Since this is a Lady Gaga album, the tracklisting must obligatorily feature a ‘personal’, stripped-down piano ballad near its very conclusion. On ARTPOP, this takes the form of the Rick Rubin-produced (reduced?) Dope, which is about an addiction whose contours remain ambiguous (is it a substance? A person? Her beloved Little Monsters?). The effort is noble, the turns of phrases heartfelt and the chords pretty, and even if I wish Gaga hadn’t cranked the Broadway knob all the way up to eleven for her vocals, it’s easy to forget how much of a free flowing ball of energy she is as a performer having all gotten used to seeing her ever-surrounded by artifice and larger-than-life theatrics (her one previous performance of the song on keys, then-titled I Wanna Be With You, had the singer ditch fabulous wigs and ridiculous makeup but still over-singing while swingin’ her head, for the most part).
Gypsy is what follows. Gypsy is a cautionary tale about the importance of resisting every urge to turn a perfectly fine piano number into a pummeling sub-Marry The Night mediocrity sprinkled with garish day-glo synths.
ARTPOP concludes with Applause, the good-not-great kickoff single that should have grown on everybody by now at least a little. Looking back on the song at the tail end of the record proves to be something that works in Applause’s favor, in the sense that it does sound more like a closing statement on the entirety of the project rather than a three-and-a-half sales pitch, unlike, say, Born This Way and its oh-so-philanthropic grocery list of inclusivity (I forgot to mention that Gypsy also reproduces said name-checking tick but with nationalities instead of marginalized group, and that it is at that precise moment that Gypsy goes from merely a generic Lady Gaga song to a full-on unintentional parody of Lady Gaga songs. It even has a reference Scheiße, from the previous album– MetaGaga!).
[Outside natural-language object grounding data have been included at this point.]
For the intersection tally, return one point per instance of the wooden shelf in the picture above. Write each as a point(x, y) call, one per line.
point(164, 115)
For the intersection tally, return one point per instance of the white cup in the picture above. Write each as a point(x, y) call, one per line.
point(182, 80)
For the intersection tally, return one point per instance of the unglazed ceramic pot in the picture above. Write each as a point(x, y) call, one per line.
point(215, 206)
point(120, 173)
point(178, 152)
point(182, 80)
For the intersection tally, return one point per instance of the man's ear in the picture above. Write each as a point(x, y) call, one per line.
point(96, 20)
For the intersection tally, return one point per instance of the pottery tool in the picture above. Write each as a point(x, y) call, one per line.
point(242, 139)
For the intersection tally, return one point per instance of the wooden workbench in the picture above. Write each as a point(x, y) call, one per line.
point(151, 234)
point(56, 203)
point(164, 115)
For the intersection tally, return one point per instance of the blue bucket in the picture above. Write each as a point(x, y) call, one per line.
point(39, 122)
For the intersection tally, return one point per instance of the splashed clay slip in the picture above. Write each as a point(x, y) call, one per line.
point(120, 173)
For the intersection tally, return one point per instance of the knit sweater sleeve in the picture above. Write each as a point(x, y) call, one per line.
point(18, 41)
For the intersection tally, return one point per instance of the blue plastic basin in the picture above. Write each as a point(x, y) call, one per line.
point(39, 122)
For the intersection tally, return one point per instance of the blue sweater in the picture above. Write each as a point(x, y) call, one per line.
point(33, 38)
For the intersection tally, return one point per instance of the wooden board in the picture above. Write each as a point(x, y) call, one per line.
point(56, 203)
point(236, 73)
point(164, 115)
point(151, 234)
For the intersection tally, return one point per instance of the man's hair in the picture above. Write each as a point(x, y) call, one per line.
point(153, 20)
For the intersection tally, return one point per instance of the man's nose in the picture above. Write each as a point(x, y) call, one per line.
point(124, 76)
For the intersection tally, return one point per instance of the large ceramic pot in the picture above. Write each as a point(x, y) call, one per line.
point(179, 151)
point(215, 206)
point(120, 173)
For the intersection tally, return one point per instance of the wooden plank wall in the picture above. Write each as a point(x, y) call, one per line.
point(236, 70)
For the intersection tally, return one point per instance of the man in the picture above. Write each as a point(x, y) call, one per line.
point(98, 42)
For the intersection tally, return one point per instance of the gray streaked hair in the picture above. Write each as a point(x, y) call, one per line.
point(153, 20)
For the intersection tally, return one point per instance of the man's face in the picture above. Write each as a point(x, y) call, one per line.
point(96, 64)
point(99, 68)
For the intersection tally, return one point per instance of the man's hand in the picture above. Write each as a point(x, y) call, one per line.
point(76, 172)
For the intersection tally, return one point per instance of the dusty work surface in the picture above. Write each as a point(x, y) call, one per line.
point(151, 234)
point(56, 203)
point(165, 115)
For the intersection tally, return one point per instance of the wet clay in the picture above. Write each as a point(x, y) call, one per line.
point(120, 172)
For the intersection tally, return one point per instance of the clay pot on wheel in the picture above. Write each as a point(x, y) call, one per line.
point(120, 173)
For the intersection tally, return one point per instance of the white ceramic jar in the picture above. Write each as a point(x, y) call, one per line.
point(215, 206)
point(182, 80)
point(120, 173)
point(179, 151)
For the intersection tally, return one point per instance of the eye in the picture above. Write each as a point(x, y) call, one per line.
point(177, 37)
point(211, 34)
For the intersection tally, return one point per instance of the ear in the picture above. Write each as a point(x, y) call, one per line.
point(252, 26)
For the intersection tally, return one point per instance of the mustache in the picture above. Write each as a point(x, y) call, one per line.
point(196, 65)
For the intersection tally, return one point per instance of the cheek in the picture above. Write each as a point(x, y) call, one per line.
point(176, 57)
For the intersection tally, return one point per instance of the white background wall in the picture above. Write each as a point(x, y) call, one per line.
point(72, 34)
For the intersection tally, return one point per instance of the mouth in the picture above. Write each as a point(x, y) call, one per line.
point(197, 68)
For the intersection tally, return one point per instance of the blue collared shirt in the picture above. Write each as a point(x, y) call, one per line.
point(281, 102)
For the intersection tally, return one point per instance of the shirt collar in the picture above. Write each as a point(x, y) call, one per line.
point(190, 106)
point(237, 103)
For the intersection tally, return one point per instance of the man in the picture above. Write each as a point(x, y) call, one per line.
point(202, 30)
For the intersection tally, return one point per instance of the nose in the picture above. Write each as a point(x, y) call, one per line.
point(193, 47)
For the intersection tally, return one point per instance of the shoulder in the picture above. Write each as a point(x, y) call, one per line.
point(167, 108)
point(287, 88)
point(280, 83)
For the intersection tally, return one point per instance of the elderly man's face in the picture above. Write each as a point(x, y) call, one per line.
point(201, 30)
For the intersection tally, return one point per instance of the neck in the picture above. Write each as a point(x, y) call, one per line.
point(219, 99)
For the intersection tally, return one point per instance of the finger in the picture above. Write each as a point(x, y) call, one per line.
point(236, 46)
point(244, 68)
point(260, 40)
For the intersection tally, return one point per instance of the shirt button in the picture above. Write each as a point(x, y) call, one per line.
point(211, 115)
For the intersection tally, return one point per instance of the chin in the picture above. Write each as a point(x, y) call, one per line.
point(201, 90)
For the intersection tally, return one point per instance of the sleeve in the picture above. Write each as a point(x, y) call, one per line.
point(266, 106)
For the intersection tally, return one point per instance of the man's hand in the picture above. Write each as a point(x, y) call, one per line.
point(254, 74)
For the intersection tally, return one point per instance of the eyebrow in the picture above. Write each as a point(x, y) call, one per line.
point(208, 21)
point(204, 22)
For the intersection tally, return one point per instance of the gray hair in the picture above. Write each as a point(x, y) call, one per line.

In her write-up of Lady Gaga’s iTunes Festival performance, NME music columnist Eve Barlow seemed to have put a finger on something that could make sense of at least a fraction of the general public’s reluctance in immediately celebrating the Gaga comeback train. Barlow notes that with the arrival of ARTPOP, ‘‘the concept of failure feels possible. Actually, the concept of failure seems necessary. Gaga must fail. She must fail, she must go away, hang out with some normal people for a while, switch off her Little Monsters website, tell Terry Richardson to leave her alone for five minutes, listen to something other than the din of late-night post-show European clubs, forget about art, jesters, performance technique, forget fame, expectation, pursuit, success and the notion that time is never on her side.’’ Those are words that, all things considered, seem a bit hard to completely disagree with, n’est-ce-pas? For pop music enthusiasts, I reckon that nothing could be more heartbreaking than seeing the Gaga succumb to Aging Beauty Queen syndrome pumping out the most pandering, desperate material just to regain her crown. But for the time being, there is enough near-brilliant razzle-dazzle on ARTPOP to comfortably put our trust in Lady Gaga as an artist having accepted the end of her run as The Biggest Pop Stars In The World, as phenomenal as it was, and moving on to something else that matters. And what matters for her now is her music, her craft– not keeping her ass on the charts. Maybe it isn’t such a bad idea to keep her head buried in art history books.